Ce que le navigateur peut encore exposer malgré le VPN
Avant de modifier les réglages, il faut savoir ce que l’on cherche à éviter. Avec un VPN, les mauvaises surprises résultent généralement des fuites WebRTC et les DNS. Mais elles ne s’arrêtent pas au réseau. Cookies, permissions trop larges, extensions bavardes et réglages publicitaires peuvent aussi réduire l’effet confidentialité que vous attendiez de votre VPN.
Pour rappel, WebRTC sert aux communications en temps réel dans le navigateur, comme les appels audio, vidéo ou certains échanges directs entre appareils. C’est pratique, mais cette fonction peut aussi faire remonter des informations réseau que l’on ne pensait plus visibles une fois le VPN activé. Selon le navigateur, le système et les réglages appliqués, cela peut aller d’une adresse IP publique réelle à une adresse locale ou à un identifiant mDNS, soit un alias généré pour masquer l’adresse IP locale de l’appareil.
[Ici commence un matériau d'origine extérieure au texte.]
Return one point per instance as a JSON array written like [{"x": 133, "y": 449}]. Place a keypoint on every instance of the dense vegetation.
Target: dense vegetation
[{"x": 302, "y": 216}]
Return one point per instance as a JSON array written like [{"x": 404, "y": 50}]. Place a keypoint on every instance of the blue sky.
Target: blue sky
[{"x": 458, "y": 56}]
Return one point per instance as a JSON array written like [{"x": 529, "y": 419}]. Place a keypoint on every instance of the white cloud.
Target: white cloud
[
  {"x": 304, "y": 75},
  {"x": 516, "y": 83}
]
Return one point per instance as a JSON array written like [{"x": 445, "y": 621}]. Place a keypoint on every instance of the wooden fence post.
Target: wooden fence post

Les DNS, eux, servent à traduire une adresse lisible, comme clubic.com, en adresse exploitable par les serveurs. Avec un VPN, l’idéal est que ces requêtes passent par les DNS du fournisseur VPN, ou par un résolveur chiffré choisi volontairement. Si le navigateur force son propre DNS sécurisé, les requêtes ne partent pas forcément chez votre fournisseur d’accès à Internet, mais elles peuvent échapper au résolveur prévu par le VPN. Dans ce cas, le problème n’est pas toujours une fuite DNS au sens le plus strict, mais un décalage entre ce que vous pensez utiliser et ce qui se passe réellement.